During dinner at the Friendly Greek, a do-drop-in kind of place near his apartment in Lantana, Mr. Reece told his story, a painful one. Having attended Bowdoin College, transferring to Wesleyan, where he graduated, and studying at Harvard Divinity School with thoughts of becoming a hospital chaplain, Mr. Reece returned to his family's Minnesota farm and edited medical newsletters for his father, a doctor.

A friend encouraged him to keep writing poetry, even as Mr. Reece and his family entered into a contentious battle, over, among other things, his homosexuality. Their conflict forced him from his home. He said their estrangement continues to this day.

"I couldn't come to terms with leaving the farm," Mr. Reece said. He had a breakdown and was hospitalized, he said, in "a lockup. I didn't know what was ahead. I had no money. All I had was this education, and my poetry." Mr. Reece paused. "Then I got lucky in the hospital and I met this wonderful nurse. I recited her a poem and we became friends."

It wasn't one of his poems, he said; it was "One Art" by Elizabeth Bishop. It begins, "The art of losing isn't hard to master;/so many things seem filled with the intent/to be lost that their loss is no disaster."

When Mr.
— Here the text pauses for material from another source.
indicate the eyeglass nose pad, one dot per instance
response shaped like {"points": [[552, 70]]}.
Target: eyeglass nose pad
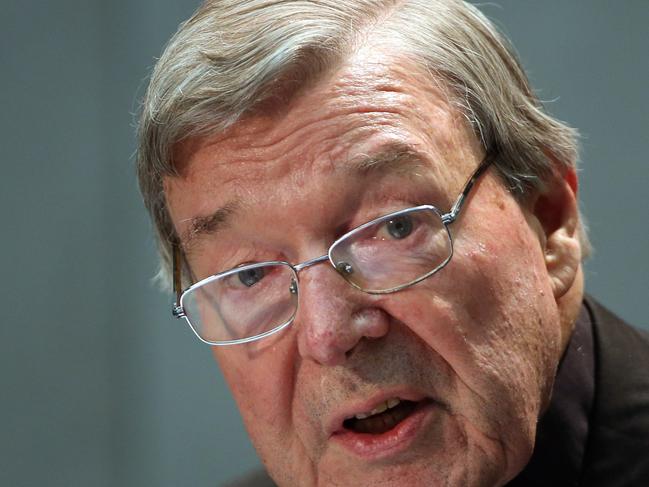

Reece left the hospital, he lived with the nurse and her husband and looked for work. Brooks Brothers at the Mall of America hired him without any significant sales experience. About a year and a half later, he moved to Florida.

The poet then paused and began to sip his iced tea. Mr. Reece has not taken alcohol since he was 23 because, he said, his family has a history of problem drinking. "I did not want to become an extra in a version of Eugene O'Neill's `Long Day's Journey Into Night,' " he said.

He cleaned his plate. "The job at Brooks Brothers is what helped get me back on my feet," he said. "I like it here. We're a family." Even if he were offered a prestigious teaching position, he said, he would not leave.

It is not the fashion of the place, but the tradition that appeals to him.

Nor is it the money. As a manager, he said, "I no longer work on commission, but if the store does well there is the possibility of a bonus." Mr. Reece earns about $30,000 a year, he said.

The luck of being published, and in such a substantial way, is good fortune enough for Mr. Reece. He quoted a friend: "It is a case of don't quit before the miracle," he said. "I can't believe this is happening. It doesn't seem possible. Is it possible? People will read my poetry?"